Ini adalah kali keempat wilayah tersebut muncul dalam laporan Pantau Jejak, sebelumnya pada edisi kedua, ketiga, dan kelima. Artinya, indikasi penebangan hutan ilegal kerap muncul di kawasan hutan lindung Kabupaten Banyuasin. Jika tidak segera ditangani, kawasan hutan lindung dengan tutupan hutan mangrove di Kabupaten Banyuasin dalam kondisi terancam.
#4 Indikasi Penebangan Hutan Ilegal seluas 118,08 Ha, Kabupaten Pasaman Barat, Sumatra Barat
Kehilangan tutupan hutan di Kabupaten Pasaman Barat kembali menjadi wilayah terindikasi. Adapun area kehilangan hutan yang berbeda di Kabupaten yang sama telah dibahas dalam Pantau Jejak edisi ketiga dan kelima. Kehilangan hutan ini terjadi di kawasan hutan produksi Nagari Air Bangis, Kecamatan Sungai Beremas. Pembukaan hutan terjadi sporadis, tidak teratur, dengan luasan area pembukaan relatif kecil. Penyebab penebangan hutan belum dapat diidentifikasi karena dalam kurun waktu pengamatan belum terlihat kegiatan penanaman di area pembukaan lahan.
Beberapa media memberitakan maraknya penebangan hutan ilegal di Kabupaten Pasaman Barat.
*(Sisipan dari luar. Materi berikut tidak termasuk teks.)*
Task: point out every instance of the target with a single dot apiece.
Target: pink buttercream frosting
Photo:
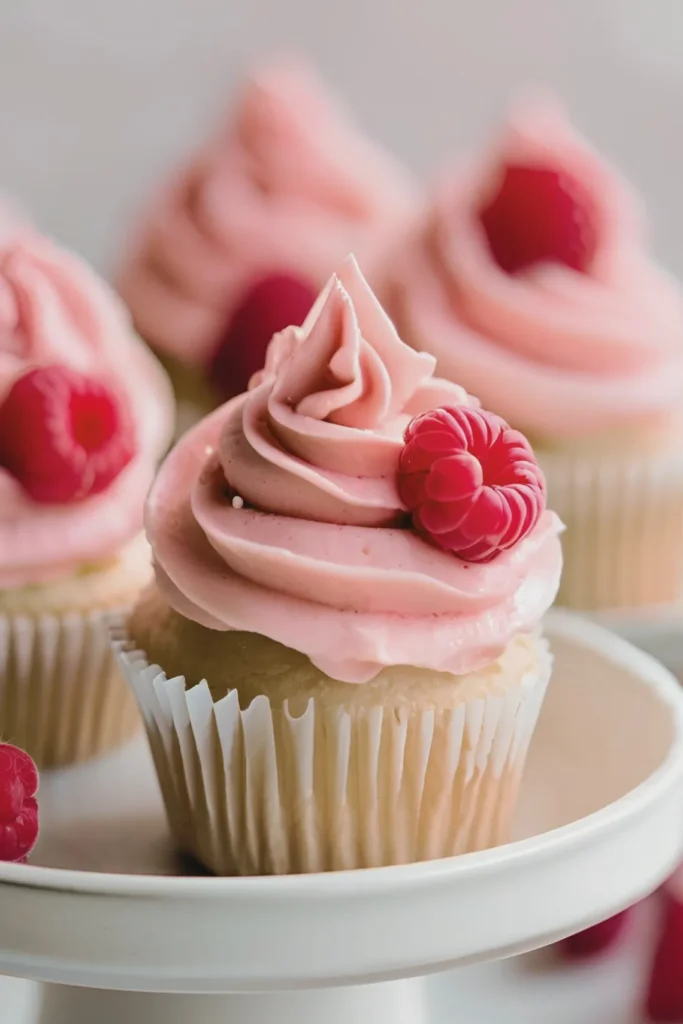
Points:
(557, 352)
(54, 310)
(289, 185)
(280, 513)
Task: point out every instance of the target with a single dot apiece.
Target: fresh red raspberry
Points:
(596, 940)
(539, 215)
(471, 482)
(63, 435)
(18, 807)
(274, 302)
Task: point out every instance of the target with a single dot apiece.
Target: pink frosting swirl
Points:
(54, 310)
(280, 513)
(290, 185)
(556, 352)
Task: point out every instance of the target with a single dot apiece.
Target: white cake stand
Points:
(600, 825)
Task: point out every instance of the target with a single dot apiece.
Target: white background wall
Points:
(96, 96)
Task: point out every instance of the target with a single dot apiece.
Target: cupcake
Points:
(85, 412)
(531, 284)
(339, 664)
(240, 242)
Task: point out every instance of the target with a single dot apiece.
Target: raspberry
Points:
(596, 940)
(274, 302)
(18, 807)
(471, 482)
(63, 435)
(540, 215)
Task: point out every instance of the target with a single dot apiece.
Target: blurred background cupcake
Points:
(347, 619)
(85, 413)
(531, 283)
(240, 241)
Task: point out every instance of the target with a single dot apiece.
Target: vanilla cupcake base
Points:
(271, 767)
(624, 516)
(62, 697)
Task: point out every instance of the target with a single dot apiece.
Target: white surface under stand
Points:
(600, 824)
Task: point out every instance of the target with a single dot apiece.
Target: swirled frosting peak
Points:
(53, 311)
(289, 185)
(583, 343)
(280, 513)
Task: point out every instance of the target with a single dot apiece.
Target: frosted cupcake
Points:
(240, 242)
(84, 414)
(352, 561)
(531, 284)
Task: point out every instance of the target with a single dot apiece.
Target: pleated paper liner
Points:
(62, 696)
(624, 517)
(259, 792)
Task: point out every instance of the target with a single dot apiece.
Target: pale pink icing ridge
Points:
(556, 352)
(321, 557)
(54, 310)
(289, 185)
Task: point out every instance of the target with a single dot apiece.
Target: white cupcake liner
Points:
(624, 541)
(260, 792)
(62, 697)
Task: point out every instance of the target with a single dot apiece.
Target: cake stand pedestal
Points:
(105, 906)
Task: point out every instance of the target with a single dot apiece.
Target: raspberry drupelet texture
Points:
(18, 807)
(63, 435)
(470, 481)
Pada Agustus 2019, Tim Pengaman Hutan Terpadu (TPHT) menemukan 5 m3 kayu ilegal tak bertuan di kawasan hutan Produksi, Nagari Air Bangis Kecamatan Sungai Beremas, Kabupaten Pasaman Barat. Kayu ini ditemukan dalam patroli yang dilakukan TPHT pada 13-14 Agustus 2019.
#5 Indikasi Penebangan Hutan Ilegal Seluas 91,08 Ha Kabupaten Banyuasin, Sumatra Selatan
Indikasi penebangan hutan ilegal seluas 91,08 ha terjadi di Desa Sungsang IV, Kecamatan Banyuasin II. Pembukaan lahan terjadi di kawasan hutan mangrove yang dilindungi. Berdasarkan pengamatan citra satelit resolusi tinggi, pembukaan lahan yang terjadi membentuk pola blok-blok teratur yang mengindikasikan pembukaan lahan untuk perkebunan. Walaupun penanaman lahan belum dilakukan, pembukaan lahan diduga untuk perluasan kebun sawit kawasan APL di sekitar wilayah pengamatan.
Penebangan hutan ilegal lainnya di kawasan hutan lindung mangrove Kabupaten Banyuasin juga muncul sebagai wilayah terindikasi #3 pada pantau jejak edisi ini. Meskipun wilayah ini muncul beberapa kali dalam pantau jejak, Kabupaten Banyuasin juga terpilih sebagai salah satu lokasi Gerakan Penanaman Serentak Mangrove, yang menekankan pentingnya ekosistem mangrove di Kabupaten tersebut.
Langkah Selanjutnya
Daftar Kelima Wilayah Teratas tersebut merupakan indikasi yang dihasilkan dari analisis atas sejumlah data, seperti GLAD Alert, Peta Status Kawasan Hutan, dan Peta Tutupan/ Penggunaan Lahan. Hasil analisis ini dapat menjadi petunjuk dalam menentukan wilayah hutan prioritas untuk dipantau dari ancaman penebangan ilegal. Berikut langkah-langkah yang harus segera ditempuh.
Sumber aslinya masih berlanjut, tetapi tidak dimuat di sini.